My postdoctoral training expanded this perspective from molecules to cells and systems. In the laboratories of Bernhard Palsson and Jay Keasling, I worked in bacterial systems biology, using multi-omic measurements to understand how engineered cells regulate metabolism and adapt across conditions. I later moved into human genomics and systems biology with Pablo Tamayo, and scientific interactions with Jill Mesirov and the Broad/CCLE ecosystem, where I focused on integrating genomic, transcriptomic, proteomic, and functional datasets to understand how cells rewire in response to perturbation. During this period, I helped develop Recon3D (Nature Biotechnology 2018), which linked genomic variation, transcriptomic and proteomic data, metabolomics, and protein structural information within a human metabolic modeling framework. Across these projects, the central idea was vertical integration: connecting DNA, RNA, protein, metabolism, structure, and phenotype to build more coherent and mechanistic models of cellular behavior.

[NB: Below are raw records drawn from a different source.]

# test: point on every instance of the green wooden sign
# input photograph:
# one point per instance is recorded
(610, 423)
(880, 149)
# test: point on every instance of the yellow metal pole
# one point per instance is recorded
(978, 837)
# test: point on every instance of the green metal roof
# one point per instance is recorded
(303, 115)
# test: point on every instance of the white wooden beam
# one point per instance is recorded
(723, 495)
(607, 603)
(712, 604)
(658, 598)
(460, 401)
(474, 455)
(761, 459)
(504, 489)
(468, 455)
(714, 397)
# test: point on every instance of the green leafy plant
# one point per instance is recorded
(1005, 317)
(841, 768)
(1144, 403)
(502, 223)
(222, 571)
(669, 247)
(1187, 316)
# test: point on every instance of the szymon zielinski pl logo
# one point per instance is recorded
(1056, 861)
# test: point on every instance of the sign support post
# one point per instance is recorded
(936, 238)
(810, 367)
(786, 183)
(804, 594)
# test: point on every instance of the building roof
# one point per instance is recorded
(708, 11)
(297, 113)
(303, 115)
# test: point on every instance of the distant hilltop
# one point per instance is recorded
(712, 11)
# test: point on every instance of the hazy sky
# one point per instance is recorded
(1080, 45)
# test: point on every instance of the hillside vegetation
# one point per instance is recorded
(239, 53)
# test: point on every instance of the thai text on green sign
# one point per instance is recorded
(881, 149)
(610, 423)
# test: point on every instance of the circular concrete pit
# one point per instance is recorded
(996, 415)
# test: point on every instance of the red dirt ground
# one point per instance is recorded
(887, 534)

This training prepared me to recognize both the promise and the limitations of large-scale multi-omic datasets. As a T32 trainee at the Moores Cancer Center and through work with large public and private datasets, I became immersed in the depth of available molecular data across cell lines, perturbations, time points, and therapeutic conditions. My subsequent work as an industry consultant further reinforced this view. I worked with teams generating thousands of samples across DNA, RNA, proteomic, and functional assays, where the central challenge was not data generation, but interpretation: how to integrate heterogeneous measurements in a way that revealed how cells were changing state, adapting to stress, or rewiring regulatory programs. These experiences convinced me that the next major advance in the field would require frameworks that connect modalities rather than analyze them separately.

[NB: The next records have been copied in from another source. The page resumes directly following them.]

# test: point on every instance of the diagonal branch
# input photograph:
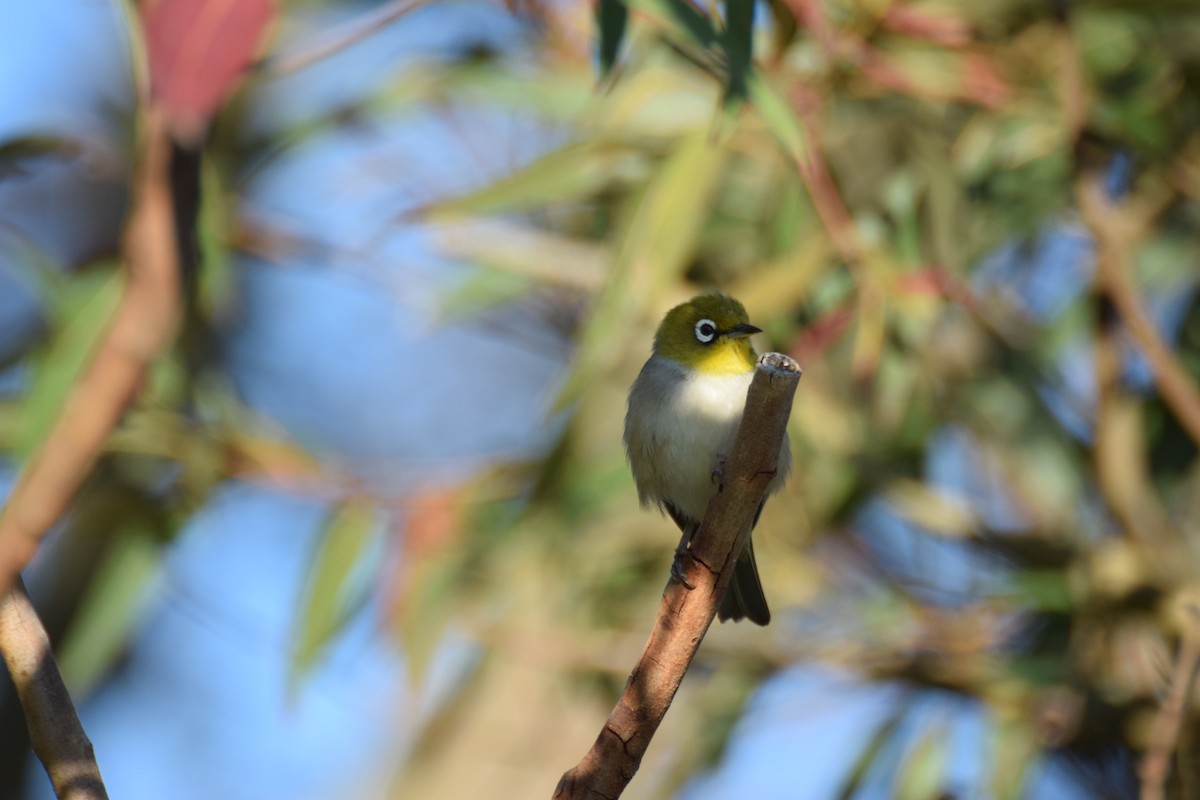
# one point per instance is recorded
(1164, 735)
(685, 614)
(1117, 229)
(54, 729)
(339, 40)
(143, 324)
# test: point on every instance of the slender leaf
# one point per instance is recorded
(687, 18)
(333, 595)
(921, 776)
(87, 305)
(574, 173)
(739, 44)
(653, 252)
(778, 115)
(612, 17)
(101, 629)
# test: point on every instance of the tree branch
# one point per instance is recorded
(685, 614)
(1119, 229)
(339, 40)
(143, 324)
(54, 729)
(1164, 735)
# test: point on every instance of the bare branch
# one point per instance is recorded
(1117, 229)
(54, 729)
(1164, 735)
(339, 40)
(685, 614)
(143, 324)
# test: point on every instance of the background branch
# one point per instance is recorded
(1164, 735)
(1117, 229)
(144, 323)
(54, 729)
(684, 615)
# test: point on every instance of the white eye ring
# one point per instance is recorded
(706, 331)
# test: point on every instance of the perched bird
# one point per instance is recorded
(683, 414)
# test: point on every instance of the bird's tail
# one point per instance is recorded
(744, 597)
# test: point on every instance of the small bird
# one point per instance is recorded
(684, 410)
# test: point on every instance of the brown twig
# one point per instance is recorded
(1164, 735)
(685, 614)
(1117, 229)
(144, 322)
(339, 40)
(54, 729)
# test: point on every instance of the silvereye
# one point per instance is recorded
(683, 414)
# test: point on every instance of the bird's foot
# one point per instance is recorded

As an independent investigator, I have built my laboratory around this problem. My group develops computational and experimental approaches for integrating single-cell sequencing, imaging, and cytogenetic measurements to understand how genome structure and molecular regulation coordinate to shape cell state. We have focused on experimentally tractable human cell line systems in which individual cells from the same population exhibit measurable differences in gene dosage, chromosome structure, RNA expression, protein abundance, protein localization, and morphology. Although many of these systems contain extrachromosomal DNA, the central focus of my work is broader: to use structured within-population variation as a biological anchor for building multimodal models of cell behavior. Over the first years of my faculty position, my laboratory has deeply characterized these systems, generated single-cell multi-omic and imaging datasets across multiple scales, and developed the experimental expertise needed to validate computational predictions with orthogonal measurements.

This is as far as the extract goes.